Er: Naja, das wird natürlich nicht an die große Glocke gehängt. Du weißt ja, wie unterschiedlich es den Menschen in den verschiedenen arabischen Ländern geht. Sie haben wirklich alle Extreme: auf der einen Seite die von Krieg überzogenen und zum Teil verwüsteten Länder wie den Jemen oder Syrien, auf der anderen Seite Katar als vermutlich reichstes Land der ganzen Welt, zwischen diesen Polen die ganze Bandbreite von unterschiedlichen Freiheitsgraden und Wohlstand und Frieden. Dazu noch die Rivalitäten zwischen alten Ansprüchen (Wer ist der Führer der sunnitischen Welt?) und modernen Herausforderungen (wie der „Arabellion“) – tausend gute Gründe, um sich bedeckt zu halten. Seit letztem Jahr wird die Halbinsel Katar durch Konflikte in all diesen Bereichen von seinen Nachbarn isoliert – nicht nur politisch, sondern territorial wirklich abgeschnitten. Eine zugespitzte Situation, in der Gespräche mit Einheimischen noch vorsichtiger und unbestimmter sind als früher.

Sie: Hm. Ich habe dich einmal besucht. Vor allen Dingen sind mir die Abwesenheit von Armen und Bettlern, die Sauberkeit und dass ca. 85% der Menschen dort Ausländer sind, ins Auge gefallen.3

Er: Nun ja, also, nach dem, was ich höre, holt Deutschland bei den Ausländern im Land gerade auf …..

Sie: Ja, aber in Katar sind es eben keine Flüchtlinge oder selbst eintretende Einwanderer …..

Er: Das stimmt. Die Ausländer haben alle Arbeit – außer den Touristen natürlich. Du kommst ja nur ins Land, wenn du entweder ein Stipendium für ein Studium oder bereits eine Anstellung hast. Mit offenen Grenzen hat das hier gar nichts zu tun. Aber zurück zu deiner ersten Frage: Ja, Katar ist durch die Rohstoffe, die ihm die Natur geschenkt hat, wirklich sehr reich. Dieser Reichtum macht sich auf vielen verschiedenen Ebenen bemerkbar. Durch die üppigen finanziellen Mittel war z.B. der Aufbau einer Bildungs- und Museumslandschaft möglich, die die Katarische Wirtschaft unabhängiger von den Rohstoffen machen soll und in seiner Größe einen globalen Anspruch ausdrückt. Auch die Gründung des ersten unabhängigen Nachrichtendienstes und Fernsehsenders Al-Dschasira4 im arabischen Sprachraum (aber auch auf Englisch für das Ausland sendend) wäre ohne massive finanzielle Mittel von Seiten des Staates natürlich nicht denkbar gewesen. Aber der Wohlstand kommt auch den einzelnen Menschen dort zugute. Energie, Wasser und ein Gesundheitssystem auf Erste-Welt-Niveau sind kostenlos.

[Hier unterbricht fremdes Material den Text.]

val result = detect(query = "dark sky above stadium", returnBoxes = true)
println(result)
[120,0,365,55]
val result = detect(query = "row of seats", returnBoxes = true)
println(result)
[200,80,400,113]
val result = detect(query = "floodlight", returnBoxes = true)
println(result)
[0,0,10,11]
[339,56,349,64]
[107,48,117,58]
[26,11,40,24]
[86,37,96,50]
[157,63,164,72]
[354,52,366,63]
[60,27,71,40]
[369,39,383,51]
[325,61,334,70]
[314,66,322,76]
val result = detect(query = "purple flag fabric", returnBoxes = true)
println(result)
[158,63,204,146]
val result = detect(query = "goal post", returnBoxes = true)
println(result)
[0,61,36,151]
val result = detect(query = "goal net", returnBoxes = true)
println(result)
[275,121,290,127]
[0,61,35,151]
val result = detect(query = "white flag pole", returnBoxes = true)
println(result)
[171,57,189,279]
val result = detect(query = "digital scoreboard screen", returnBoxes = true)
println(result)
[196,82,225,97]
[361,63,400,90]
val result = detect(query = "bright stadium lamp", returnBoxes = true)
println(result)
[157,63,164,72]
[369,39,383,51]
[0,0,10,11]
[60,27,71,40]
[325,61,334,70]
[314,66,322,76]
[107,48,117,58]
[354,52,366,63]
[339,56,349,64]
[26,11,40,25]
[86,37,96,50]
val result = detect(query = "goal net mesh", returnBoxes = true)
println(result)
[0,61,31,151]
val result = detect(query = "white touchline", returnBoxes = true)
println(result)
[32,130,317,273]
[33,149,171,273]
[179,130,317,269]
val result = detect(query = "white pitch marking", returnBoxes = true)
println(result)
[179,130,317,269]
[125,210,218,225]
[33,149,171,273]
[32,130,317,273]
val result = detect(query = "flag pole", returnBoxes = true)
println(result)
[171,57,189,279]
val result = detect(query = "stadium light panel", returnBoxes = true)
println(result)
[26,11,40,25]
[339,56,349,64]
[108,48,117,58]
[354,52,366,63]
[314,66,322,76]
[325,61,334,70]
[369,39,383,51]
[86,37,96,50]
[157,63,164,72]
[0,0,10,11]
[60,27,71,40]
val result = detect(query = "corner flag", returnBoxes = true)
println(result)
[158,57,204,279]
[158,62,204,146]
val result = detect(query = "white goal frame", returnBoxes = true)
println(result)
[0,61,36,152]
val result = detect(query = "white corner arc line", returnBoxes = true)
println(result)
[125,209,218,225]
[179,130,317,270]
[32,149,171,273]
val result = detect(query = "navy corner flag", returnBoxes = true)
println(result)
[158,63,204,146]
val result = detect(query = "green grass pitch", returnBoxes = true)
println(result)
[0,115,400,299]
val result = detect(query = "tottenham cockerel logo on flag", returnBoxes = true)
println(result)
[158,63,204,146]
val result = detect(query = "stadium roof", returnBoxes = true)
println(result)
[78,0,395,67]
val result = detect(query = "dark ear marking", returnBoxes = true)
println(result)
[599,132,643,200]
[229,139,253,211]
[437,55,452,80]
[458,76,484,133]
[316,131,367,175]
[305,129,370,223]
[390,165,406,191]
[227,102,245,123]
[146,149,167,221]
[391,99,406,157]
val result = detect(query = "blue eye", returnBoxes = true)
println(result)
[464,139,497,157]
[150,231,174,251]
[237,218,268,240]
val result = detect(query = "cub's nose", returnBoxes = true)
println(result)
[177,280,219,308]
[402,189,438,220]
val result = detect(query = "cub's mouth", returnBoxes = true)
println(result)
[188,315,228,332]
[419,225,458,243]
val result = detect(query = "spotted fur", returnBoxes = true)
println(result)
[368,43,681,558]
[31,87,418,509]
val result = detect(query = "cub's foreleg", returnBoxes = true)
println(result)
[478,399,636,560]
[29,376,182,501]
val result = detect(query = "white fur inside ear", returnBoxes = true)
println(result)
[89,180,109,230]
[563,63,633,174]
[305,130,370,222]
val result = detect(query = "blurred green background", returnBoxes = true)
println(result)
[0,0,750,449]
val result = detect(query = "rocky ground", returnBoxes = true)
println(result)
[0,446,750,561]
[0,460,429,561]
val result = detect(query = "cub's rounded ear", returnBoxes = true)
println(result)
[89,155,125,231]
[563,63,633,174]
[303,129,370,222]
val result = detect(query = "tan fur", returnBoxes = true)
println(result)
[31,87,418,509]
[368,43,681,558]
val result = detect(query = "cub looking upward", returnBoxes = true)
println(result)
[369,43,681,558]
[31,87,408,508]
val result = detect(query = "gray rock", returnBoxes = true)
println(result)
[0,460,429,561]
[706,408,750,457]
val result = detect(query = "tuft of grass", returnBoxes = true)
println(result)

Sie: Ich vermute sehr stark, dass es auch Direktzahlungen an die Kataris gibt, denn sie üben wirklich nur sehr spezielle Berufe aus – auch das fällt einem gleich auf: ausschließlich Tätigkeiten in Führungspositionen in Politik, Militär und als Wirtschaftskapitäne, dann noch im kreativen und musealen Bereich. In einfachen Berufen wie dem von Verkäufern, Taxifahrern, Touristenführern, ganz zu schweigen von körperlich anstrengenden Tätigkeiten wie auf dem Bau, habe ich dort nie, wirklich nie einen Einheimischen gesehen. Diese unterscheiden sich ja durch ihre Tracht sehr stark von allen Ausländern (weißes langes Gewand und extra Kopfbedeckung für die Männer und schwarzer Überwurf mit Kapuze für die Frauen). Alle Nicht-Kataris, auch alle anderen Muslime, sind dagegen westlich gekleidet, d.h. sichtbar westlich. Ein Bild, dass ich nicht vergessen kann, war, wie eine junge elegante Katari auf Highheels, bedeckt von einer Abaya, durch eine halboffene Garage ging, deren Überwurf im Gegenlicht so zart gewebt aussah, dass ich die Hotpants und das T-Shirt, die sie darunter trug, deutlich erkennen konnte. Eine Ausnahme bei den Berufen sind übrigens die Grenzbeamten an den Kontrollpunkten der Flughäfen. Eine relativ einfache Tätigkeit, die aber natürlich nur in den Händen der Einheimischen liegen kann, klar.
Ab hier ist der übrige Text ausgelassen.